The pursuer was swooping with determination. As Sanderson shot toward the grove of timber he realized that the enemy was coming down upon him so swiftly and with such recklessness that collision was almost inevitable, unless he mounted higher and at once.
The German was evidently willing to accept death himself if he could but bring the American to earth.
The rain of bullets soon ceased, but Sanderson realized that his propeller was riddled as though by a hailstorm. He felt a smart along one cheek, where a bullet had plowed, and there were innumerable shot holes in the wings of his biplane.
He started to mount. The shadow of the enemy aeroplane fell across his own. It was near sunset, and the shadow was huge. It was as though he were being smothered by a giant blanket dropping from the skies.
Sanderson was inured to peril, but he suddenly felt that he was in a very serious situation. A minute more and his course on earth, as well as in the air, might be run. His brain worked alertly. He used a trick he had learned and practised often while over the aviation field on Long Island.
Raising the nose of the Nieuport, he began to climb sharply, intending to loop the loop and so, if possible, pass over his enemy.

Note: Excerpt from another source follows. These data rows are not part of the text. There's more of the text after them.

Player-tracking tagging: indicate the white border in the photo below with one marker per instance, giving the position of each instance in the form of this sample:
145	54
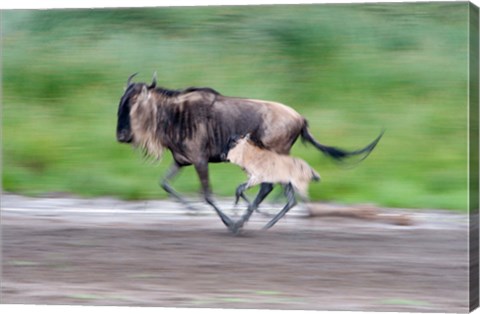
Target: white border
48	4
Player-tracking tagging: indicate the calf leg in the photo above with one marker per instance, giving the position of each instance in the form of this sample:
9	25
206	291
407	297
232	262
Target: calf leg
239	193
290	194
165	184
265	189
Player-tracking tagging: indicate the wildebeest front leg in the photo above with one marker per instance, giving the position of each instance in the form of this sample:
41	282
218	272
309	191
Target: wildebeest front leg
290	194
239	193
165	184
202	171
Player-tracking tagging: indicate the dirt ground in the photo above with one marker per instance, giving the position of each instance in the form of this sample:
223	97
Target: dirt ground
108	252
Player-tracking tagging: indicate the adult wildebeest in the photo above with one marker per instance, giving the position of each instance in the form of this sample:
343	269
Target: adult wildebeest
195	124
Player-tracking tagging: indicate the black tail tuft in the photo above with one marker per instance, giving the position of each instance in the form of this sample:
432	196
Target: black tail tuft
337	153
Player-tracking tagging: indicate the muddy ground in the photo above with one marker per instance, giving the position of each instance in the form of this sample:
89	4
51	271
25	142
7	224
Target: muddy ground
108	252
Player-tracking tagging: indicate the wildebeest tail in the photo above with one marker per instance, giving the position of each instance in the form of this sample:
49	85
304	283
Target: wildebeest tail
337	153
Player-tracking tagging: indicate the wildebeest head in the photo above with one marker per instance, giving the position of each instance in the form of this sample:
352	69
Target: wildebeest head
132	91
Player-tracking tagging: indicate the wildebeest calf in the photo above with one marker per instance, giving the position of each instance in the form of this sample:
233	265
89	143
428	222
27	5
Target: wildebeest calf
265	166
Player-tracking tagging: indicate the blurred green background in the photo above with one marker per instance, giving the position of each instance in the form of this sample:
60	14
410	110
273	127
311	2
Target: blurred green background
350	69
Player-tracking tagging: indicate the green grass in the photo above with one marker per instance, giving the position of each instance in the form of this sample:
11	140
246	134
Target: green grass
350	69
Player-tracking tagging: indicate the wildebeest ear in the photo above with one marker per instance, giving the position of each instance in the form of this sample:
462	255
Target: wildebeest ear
129	81
144	92
154	81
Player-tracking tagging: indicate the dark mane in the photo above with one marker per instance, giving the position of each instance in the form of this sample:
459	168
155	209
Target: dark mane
176	92
201	89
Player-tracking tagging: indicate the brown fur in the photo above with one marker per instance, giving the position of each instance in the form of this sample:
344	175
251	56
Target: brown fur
263	165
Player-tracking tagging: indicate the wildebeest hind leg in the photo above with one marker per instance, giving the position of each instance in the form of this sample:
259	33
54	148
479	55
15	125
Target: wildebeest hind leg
290	194
165	184
202	170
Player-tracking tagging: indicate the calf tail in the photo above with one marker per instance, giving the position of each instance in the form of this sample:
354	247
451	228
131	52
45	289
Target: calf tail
337	153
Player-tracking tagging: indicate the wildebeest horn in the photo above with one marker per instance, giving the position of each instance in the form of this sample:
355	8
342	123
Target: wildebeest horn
130	78
154	80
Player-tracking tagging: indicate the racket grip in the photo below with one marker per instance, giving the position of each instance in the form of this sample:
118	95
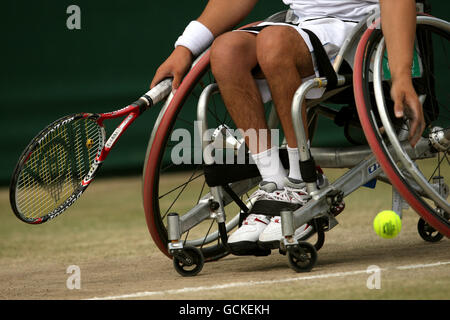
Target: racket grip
158	92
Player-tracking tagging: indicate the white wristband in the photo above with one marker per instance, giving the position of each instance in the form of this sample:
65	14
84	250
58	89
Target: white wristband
196	37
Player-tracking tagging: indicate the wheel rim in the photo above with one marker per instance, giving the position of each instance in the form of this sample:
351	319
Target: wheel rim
174	191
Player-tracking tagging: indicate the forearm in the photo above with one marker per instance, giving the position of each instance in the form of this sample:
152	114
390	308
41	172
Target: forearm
398	19
220	16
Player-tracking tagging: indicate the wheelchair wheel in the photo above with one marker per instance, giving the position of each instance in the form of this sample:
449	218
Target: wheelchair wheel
189	262
419	174
182	188
302	257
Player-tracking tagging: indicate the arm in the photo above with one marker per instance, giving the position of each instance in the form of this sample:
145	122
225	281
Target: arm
399	27
218	16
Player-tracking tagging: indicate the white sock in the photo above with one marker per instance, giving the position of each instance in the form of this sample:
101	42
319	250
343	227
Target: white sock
270	166
294	163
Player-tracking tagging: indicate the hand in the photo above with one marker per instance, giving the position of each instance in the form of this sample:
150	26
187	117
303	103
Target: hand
407	104
175	66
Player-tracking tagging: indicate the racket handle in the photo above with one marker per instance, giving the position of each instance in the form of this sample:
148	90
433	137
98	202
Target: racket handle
157	93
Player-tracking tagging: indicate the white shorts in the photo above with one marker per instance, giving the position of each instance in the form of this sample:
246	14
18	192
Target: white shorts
331	32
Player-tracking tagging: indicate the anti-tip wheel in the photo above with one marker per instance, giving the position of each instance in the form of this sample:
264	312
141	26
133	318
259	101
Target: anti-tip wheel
302	257
189	261
427	232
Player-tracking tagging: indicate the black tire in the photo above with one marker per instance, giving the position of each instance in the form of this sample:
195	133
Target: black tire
436	109
189	262
427	232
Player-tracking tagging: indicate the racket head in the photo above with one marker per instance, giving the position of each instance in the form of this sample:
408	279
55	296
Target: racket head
56	167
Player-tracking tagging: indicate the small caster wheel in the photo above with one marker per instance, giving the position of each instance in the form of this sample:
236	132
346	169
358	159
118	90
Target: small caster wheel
302	257
188	261
427	232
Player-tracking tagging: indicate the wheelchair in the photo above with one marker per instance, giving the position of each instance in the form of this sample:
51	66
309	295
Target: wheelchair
191	207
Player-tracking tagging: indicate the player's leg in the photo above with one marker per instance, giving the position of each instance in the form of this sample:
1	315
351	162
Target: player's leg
233	59
284	59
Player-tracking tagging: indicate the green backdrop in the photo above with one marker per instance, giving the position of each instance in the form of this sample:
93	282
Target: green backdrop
48	71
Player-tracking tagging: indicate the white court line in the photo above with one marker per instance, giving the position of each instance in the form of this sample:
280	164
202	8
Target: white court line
262	282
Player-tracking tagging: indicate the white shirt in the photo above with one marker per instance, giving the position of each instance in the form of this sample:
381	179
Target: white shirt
353	10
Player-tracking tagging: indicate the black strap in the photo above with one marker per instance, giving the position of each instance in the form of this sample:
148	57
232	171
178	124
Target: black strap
323	62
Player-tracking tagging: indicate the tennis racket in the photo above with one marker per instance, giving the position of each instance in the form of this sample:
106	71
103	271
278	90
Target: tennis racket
59	164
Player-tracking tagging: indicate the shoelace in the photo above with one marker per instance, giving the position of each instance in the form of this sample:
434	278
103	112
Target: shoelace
286	195
298	194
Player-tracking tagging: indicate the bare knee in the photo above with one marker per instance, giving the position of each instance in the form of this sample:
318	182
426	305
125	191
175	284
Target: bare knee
279	48
233	53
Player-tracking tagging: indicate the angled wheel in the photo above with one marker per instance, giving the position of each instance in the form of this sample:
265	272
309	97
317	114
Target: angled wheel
420	175
427	232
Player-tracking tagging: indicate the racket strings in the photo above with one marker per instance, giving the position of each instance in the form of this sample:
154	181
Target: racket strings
56	166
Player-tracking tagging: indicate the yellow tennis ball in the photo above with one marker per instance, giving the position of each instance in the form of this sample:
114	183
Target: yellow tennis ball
387	224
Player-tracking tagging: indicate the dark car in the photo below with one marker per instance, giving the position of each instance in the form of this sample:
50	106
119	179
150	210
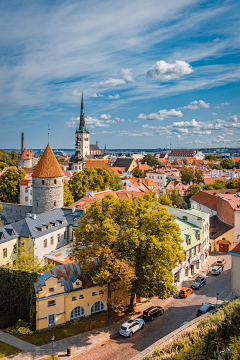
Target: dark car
152	312
198	282
205	308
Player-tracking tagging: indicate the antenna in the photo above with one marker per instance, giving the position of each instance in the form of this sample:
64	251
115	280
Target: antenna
48	133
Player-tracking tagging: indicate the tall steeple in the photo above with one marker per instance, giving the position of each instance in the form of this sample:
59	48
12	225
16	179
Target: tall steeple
82	126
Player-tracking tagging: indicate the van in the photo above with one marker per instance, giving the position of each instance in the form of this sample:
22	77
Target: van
216	270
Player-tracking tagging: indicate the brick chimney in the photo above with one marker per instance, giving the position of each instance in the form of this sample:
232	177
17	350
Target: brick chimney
22	142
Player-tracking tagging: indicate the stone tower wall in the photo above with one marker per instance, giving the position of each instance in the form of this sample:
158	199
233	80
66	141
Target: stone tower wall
47	194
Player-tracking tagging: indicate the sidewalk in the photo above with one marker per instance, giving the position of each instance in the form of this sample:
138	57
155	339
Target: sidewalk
84	342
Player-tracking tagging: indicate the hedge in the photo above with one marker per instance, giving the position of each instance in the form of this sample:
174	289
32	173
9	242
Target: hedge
17	294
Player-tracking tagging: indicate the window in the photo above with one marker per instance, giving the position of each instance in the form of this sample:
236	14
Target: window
51	319
97	306
51	302
77	312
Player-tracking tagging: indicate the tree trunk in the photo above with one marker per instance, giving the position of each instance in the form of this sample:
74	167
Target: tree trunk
130	306
109	318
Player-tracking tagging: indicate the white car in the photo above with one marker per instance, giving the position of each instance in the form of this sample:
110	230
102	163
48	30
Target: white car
131	326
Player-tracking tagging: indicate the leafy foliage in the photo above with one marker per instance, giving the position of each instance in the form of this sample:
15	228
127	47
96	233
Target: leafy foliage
17	293
93	179
150	160
227	163
9	185
68	198
141	233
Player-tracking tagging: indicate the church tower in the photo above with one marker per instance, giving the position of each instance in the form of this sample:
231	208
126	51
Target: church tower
47	183
82	136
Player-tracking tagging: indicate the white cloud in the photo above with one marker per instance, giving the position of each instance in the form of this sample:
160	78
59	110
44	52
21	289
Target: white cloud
105	116
127	75
194	105
161	115
91	122
109	83
116	96
76	93
233	118
165	72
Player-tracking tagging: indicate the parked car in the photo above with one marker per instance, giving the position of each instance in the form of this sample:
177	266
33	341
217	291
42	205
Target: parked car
220	262
198	282
152	312
128	328
205	308
184	292
216	270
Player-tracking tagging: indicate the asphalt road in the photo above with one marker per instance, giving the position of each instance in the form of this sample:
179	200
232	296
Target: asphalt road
177	310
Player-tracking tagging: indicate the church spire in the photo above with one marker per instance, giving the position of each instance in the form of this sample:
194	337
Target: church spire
82	117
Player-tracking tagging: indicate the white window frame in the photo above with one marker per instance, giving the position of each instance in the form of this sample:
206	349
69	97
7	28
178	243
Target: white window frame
55	320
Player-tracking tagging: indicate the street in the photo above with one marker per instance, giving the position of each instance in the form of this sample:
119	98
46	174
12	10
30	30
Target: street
177	310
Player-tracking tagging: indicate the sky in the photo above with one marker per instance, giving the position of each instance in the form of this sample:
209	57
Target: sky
152	73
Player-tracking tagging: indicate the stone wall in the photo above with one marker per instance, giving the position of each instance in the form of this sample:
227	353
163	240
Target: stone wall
47	194
15	212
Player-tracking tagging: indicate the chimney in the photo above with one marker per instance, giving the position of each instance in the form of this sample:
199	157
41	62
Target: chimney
22	142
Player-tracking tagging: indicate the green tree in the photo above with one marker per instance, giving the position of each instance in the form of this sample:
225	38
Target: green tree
68	198
198	176
141	232
27	261
165	200
227	163
150	160
187	176
138	173
93	179
9	185
210	157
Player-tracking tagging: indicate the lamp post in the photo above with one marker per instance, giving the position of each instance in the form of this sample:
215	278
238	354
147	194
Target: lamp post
53	338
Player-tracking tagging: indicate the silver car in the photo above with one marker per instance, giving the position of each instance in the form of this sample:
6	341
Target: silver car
131	326
216	270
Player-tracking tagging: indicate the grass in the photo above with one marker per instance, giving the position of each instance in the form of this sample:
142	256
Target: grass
6	350
71	329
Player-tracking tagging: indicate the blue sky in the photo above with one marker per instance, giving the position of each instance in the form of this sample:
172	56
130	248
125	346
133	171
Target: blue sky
152	72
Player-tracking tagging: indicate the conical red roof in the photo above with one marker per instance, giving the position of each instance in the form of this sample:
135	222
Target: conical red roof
48	165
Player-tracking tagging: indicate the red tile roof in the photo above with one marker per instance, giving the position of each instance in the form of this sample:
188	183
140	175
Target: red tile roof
48	165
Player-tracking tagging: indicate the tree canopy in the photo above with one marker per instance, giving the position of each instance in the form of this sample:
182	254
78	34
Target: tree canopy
93	179
227	163
140	234
9	185
150	160
68	198
210	157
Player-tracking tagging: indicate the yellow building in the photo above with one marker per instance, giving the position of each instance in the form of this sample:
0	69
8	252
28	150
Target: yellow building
63	295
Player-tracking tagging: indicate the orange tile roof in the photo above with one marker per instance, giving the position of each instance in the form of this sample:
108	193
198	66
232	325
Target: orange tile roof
48	165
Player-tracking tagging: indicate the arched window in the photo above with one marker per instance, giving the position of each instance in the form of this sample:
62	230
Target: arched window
77	312
97	306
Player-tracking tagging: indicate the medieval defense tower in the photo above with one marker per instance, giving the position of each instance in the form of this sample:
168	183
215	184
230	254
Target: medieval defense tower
47	183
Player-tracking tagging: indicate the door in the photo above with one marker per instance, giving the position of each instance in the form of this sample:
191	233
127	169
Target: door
192	269
223	248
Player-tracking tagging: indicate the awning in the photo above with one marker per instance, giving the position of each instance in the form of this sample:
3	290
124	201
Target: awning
224	242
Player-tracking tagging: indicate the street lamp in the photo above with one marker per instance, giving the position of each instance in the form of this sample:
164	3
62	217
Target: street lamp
53	338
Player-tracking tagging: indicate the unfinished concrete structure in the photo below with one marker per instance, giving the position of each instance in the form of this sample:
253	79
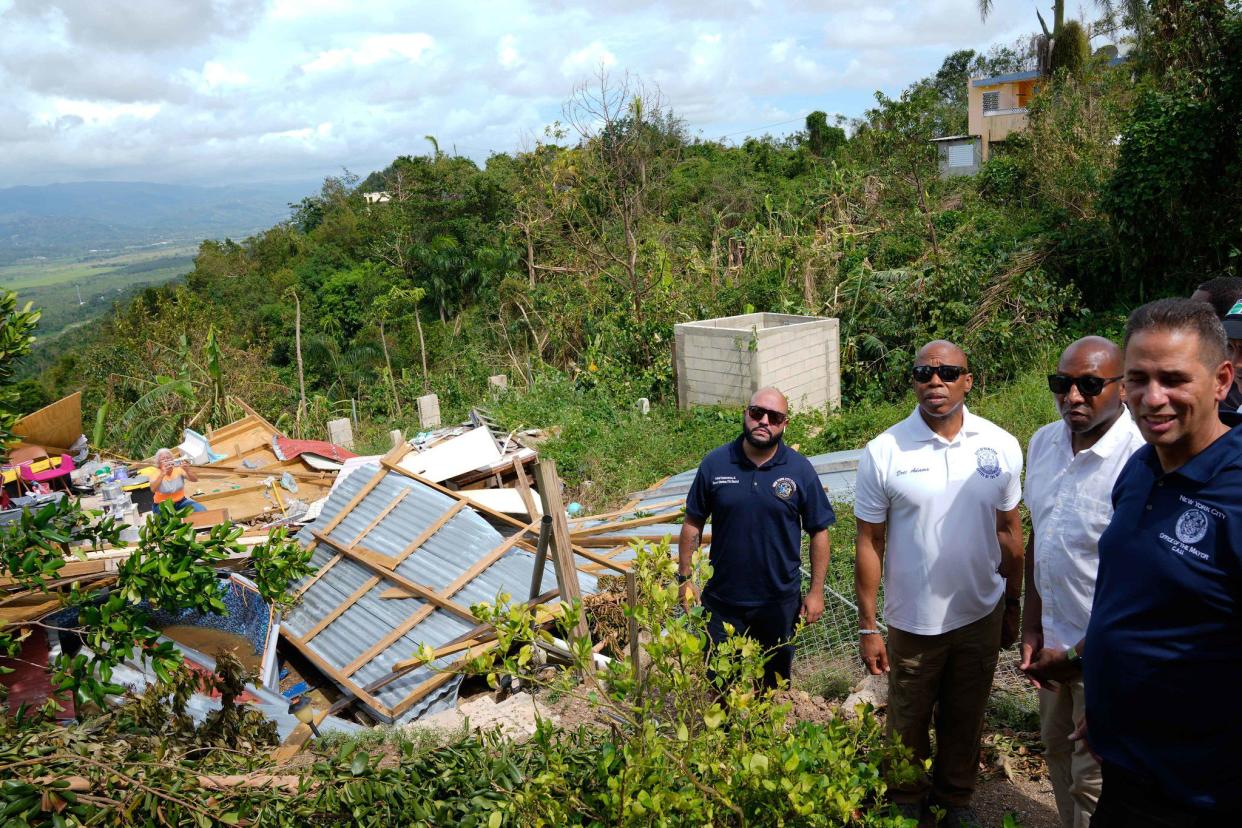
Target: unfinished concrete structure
723	361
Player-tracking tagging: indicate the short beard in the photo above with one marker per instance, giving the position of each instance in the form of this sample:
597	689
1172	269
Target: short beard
749	435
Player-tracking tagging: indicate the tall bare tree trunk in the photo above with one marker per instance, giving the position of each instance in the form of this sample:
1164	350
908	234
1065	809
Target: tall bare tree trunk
297	345
530	256
388	366
422	349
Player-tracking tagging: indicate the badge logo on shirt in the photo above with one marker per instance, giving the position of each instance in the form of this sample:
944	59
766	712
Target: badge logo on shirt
785	488
988	462
1191	526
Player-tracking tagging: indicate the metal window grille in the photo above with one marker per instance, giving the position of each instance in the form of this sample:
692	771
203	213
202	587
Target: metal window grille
961	155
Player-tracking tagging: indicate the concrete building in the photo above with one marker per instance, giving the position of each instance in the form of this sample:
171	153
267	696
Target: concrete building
997	107
723	361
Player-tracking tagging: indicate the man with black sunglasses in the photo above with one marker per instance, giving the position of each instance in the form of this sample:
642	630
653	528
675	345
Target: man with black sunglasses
760	495
937	500
1071	467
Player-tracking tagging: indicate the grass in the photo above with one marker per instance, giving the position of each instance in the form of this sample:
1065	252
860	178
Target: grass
52	284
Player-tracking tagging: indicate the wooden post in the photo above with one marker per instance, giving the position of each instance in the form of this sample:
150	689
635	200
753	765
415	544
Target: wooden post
562	549
540	555
631	594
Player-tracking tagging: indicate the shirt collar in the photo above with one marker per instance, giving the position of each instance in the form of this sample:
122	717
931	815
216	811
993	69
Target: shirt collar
1210	462
923	433
1109	442
739	456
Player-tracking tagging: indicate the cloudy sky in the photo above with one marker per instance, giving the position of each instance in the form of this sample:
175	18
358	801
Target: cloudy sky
221	91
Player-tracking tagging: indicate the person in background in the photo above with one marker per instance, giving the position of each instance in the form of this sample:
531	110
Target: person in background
169	482
1223	293
937	500
1071	467
1163	656
760	495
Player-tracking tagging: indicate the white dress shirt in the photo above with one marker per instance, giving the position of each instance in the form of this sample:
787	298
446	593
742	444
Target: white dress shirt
939	499
1071	502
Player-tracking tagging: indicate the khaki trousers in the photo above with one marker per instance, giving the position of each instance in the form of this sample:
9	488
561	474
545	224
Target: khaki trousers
1076	776
948	677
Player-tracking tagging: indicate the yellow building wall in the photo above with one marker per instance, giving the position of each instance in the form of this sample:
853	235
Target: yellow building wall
1014	96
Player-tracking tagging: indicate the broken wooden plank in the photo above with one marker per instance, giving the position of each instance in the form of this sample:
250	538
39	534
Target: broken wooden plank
562	549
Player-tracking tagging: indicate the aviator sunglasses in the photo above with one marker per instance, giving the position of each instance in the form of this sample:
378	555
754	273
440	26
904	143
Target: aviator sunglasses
947	373
1089	386
759	412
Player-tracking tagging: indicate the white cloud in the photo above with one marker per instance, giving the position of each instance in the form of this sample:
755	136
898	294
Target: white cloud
588	60
507	52
232	90
373	50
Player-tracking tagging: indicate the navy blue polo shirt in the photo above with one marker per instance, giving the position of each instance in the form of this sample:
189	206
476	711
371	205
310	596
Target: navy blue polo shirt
758	515
1163	667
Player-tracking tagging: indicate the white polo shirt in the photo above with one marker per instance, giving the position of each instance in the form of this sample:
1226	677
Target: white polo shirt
1071	502
939	499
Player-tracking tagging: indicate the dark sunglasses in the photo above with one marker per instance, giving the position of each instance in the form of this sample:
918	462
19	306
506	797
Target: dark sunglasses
1088	385
759	412
947	373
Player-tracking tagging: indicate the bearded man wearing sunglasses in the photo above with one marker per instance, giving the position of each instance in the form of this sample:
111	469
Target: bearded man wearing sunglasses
760	495
1072	464
937	502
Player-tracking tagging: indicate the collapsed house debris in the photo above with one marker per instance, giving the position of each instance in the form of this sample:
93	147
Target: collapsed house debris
403	546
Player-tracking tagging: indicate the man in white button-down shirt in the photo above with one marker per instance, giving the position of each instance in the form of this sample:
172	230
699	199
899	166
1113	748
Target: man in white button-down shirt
1071	468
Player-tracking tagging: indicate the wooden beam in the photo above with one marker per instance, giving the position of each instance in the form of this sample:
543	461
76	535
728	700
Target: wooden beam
425	535
492	513
339	610
391	638
478	566
381	515
337	675
562	549
634	523
604	541
629	510
524	490
379	566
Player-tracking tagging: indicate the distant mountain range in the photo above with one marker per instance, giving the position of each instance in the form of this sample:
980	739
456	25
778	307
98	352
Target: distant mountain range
95	216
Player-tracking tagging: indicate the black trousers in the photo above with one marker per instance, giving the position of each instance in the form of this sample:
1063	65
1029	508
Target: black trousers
1128	801
771	625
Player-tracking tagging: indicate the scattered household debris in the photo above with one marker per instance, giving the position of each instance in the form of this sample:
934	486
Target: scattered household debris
403	545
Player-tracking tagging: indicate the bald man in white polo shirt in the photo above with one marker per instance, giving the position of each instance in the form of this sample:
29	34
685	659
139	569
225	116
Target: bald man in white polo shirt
937	503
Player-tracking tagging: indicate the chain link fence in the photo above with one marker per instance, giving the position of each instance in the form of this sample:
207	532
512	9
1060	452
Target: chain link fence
827	663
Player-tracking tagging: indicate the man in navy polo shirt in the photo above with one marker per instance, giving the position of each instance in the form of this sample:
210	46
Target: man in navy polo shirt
1163	657
760	495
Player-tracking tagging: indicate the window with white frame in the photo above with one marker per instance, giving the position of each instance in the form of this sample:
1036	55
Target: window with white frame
961	155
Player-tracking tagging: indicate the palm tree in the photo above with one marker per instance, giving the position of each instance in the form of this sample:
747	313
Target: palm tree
1132	13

The German was right at hand. The two aeroplanes passed each other like veritable coursers of the air—the one soaring upward, the other swooping downward. Sanderson and his enemy opened fire simultaneously with their pistols.
What damage, if any, he did the German aviator the American did not know, but before he had accomplished the upward curve of his loop he saw that a bullet had punctured his gasoline tank.
Flames burst forth, fanned by the swift passage of the air. Sanderson righted his machine quickly. He knew he would be grille, as the French flying men call it, before he could arrive at any safe anchorage.
Shifting the nose of his airplane swiftly, Sanderson plunged directly upon the German, who, likewise, had changed his course. The two machines rushed together at frightful speed—a speed of nearly two hundred miles an hour.